The functioning of a watercourse is based on a relative balance between solid and liquid flows; the imbalance of one of these parameters will lead to a readjustment of the geometry of the watercourse (Casagli et al., 1999; Dapporto et al., 2001; Thorne & Tovey, 1981; Wood et al., 2001). These morphological readjustments include riverbed sinking and/or riverbank erosion (Casagli et al., 1999; Couper & Maddock, 2001; Dapporto et al., 2001; Lawler, 1992; Hamel et al., 2013). Since the last century (20th), the Congo River has experienced these hydrological disturbances in some places along its course. At the Stanley Pool, the Congo River has always eroded its banks to which its initial surface area gradually falls in favor of the waters, thus causing sandbanks at the ports of Brazzaville. This situation is undoubtedly also caused by the rapid, anarchic and progressive urbanization of the metropolises (Kinshasa and Brazzaville), currently putting the Congo in a transitional phase, a period of instability, i.e. in search of a new balance.
This situation is obviously accompanied by upheavals, one of the expressions of which is the accentuation of erosion phenomena that have been revealing themselves significantly for decades. The knowledge of these erosion phenomena is studied from the calculations of the material flows transported by the Congo River. These flows are calculated at their main hydrometric stations (Moukolo et al., 1993; Probst et al., 1992; Orange et al., 1995) or estimated at their confluences from a single annual sampling (Gaillardet et al., 1995). The first annual balances of flows from the Congo River, calculated from chronicles of monthly flows measured at the main stations and values representative of flows concerning uncontrolled downstream zones, were made (Laraque et al., 2009; Laraque et al., 2001). These studies have highlighted the roles of different physiographic units based on transport dynamics.
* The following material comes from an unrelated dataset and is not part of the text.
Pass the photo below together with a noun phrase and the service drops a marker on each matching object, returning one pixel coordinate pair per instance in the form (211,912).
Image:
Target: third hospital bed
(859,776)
Most of this work studied the downstream problem without taking into account all the processes of the river erosion phenomenon characterized by three stages: disintegration, transport and sedimentation.
This paper presents a first analysis of the erosion mechanisms of the riverbanks of the Congo River at the Stanley Pool.
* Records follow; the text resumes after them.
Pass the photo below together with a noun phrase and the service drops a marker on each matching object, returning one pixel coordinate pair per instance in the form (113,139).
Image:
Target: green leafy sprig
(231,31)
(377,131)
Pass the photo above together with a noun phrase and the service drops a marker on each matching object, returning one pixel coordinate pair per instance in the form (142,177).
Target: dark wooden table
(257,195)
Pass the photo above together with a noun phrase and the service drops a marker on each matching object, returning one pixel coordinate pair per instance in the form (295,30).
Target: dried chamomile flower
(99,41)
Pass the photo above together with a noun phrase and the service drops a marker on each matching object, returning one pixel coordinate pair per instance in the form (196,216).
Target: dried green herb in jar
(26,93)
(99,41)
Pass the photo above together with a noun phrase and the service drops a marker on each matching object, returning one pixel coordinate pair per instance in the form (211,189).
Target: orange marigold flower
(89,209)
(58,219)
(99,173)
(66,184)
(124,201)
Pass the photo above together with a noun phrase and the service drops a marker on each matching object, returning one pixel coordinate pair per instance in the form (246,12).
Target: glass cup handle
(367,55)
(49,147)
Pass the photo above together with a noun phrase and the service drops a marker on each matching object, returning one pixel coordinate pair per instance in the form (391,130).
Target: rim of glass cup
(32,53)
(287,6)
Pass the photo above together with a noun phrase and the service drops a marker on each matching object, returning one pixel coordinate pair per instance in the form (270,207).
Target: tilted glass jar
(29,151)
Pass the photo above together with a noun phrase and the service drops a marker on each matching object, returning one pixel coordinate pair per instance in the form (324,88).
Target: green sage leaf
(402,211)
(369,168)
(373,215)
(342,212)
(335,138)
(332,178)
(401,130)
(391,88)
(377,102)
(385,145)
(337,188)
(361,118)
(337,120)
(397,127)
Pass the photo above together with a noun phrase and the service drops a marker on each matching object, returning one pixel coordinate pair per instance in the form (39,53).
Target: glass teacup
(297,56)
Using geotechnical methods (particle size distribution, Atterberg limits and Shear tests), this work studies the factors of riverbank erosion in the Congo River at the Stanley Pool. Understanding the mechanisms of riverbank erosion and their spatial extent is fundamental for identifying riverbank control and management measures and watershed management.
2. Materials and Methods
2.1. Study Area
The Stanley Pool is a depression covering about thirty kilometers in diameter, emerging in the middle of the Congo River, at the north-eastern border end of the city of Brazzaville. The island is situated between the parallels 9˚N and 14˚S and the meridians 11˚E and 31˚E, and presents as much by its shape, its relief, its geology, its climate, as by its vegetal cover, a generally concentric structure between the waters of the Congo River or central depression (Figure 1). The soils of the island are heterogeneous in its major part with regular soil stratifications.
Figure 1. Location of the study site: (A) Location of the Congo River Basin inset on African (B) Drainage pattern of the Congo River Basin (CRB); (C) Stanley Pool.
These soils are classified as follows: Arab soil on the surface followed by silt and sand formations. However, towards the riverbanks, the soils encountered are sandy; sometimes silt sands or clayey silts are encountered.
The study area is subject to several phenomena due to the erosion of the riverbanks very diversified and which requires be analyzing and studying:
The sedimentation of suspended matter encountered on the channel (Organic matter in general) in large quantities and over hundreds of meters is undoubtedly due to the water erosion of the riverbanks and this prevents good navigation, although this is accentuated by the low water level of the river (Figure 2).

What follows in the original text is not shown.